Mr Farthing took the flight with the animals before making his way to Norway to reunite with his wife, say reports.
In an interview with the Daily Mail he said he remained haunted by having to leave his staff behind and he was urged to leave lest the Taliban shoot the canines, one of which had been stabbed to death.
He said: “It was the staff who made the decision for me to make a second attempt on my own. They said, ‘Don’t stay. You’ve got to take the dogs out. The Taliban will just shoot them.’
“I gave them three months wages – that’s put away securely – and a couple of hundred dollars extra. I said, ‘Put this in your pocket. Do not spend it. I want it back when I see you in England. That’s your emergency money’. Then I went round and hugged every single one of them, including the girls. Everybody was so emotional.”
He added that he felt guilt he couldn’t get his staff out and that they were left behind.
He said: “I can still see two of my young female vets sat there crying when we got back to Nowzad after the first failed attempt to the airport. That’s what will never stop playing like a loop in my mind until I get them out.”
Mr Farthing’s campaign to get workers and animals out from the shelter caused a spat in recent days.
Defence Secretary Ben Wallace said earlier that the effort to rescue Pen and his animals had “taken up too much time” of his senior commanders “when they should be focused on dealing with the humanitarian crisis”.

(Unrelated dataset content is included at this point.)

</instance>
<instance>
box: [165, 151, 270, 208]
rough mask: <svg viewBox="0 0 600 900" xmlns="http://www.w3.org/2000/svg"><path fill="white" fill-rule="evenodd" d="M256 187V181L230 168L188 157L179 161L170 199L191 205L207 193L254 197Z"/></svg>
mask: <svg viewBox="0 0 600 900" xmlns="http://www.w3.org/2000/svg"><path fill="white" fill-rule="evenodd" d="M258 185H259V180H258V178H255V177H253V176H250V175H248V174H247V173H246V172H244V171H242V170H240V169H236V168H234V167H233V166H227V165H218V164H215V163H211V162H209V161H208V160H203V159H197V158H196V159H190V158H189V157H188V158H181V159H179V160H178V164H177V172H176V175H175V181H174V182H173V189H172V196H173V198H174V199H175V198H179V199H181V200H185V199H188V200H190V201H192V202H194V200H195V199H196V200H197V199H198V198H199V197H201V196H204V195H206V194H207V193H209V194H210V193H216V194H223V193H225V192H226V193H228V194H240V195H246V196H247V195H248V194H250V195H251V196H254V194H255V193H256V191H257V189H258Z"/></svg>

In a series of tweets he hit out at criticism for his remarks from Pen’s supporters, in which he condemned “bullying, falsehoods and threatening behaviour” towards MoD staff.
Pen previously clashed with Mr Wallace over his refusal to allow the evacuation of him, his animals and staff.
He tweeted: “You picked on the wrong person to back down. I served 22 years as a Royal Marine. We don’t quit.”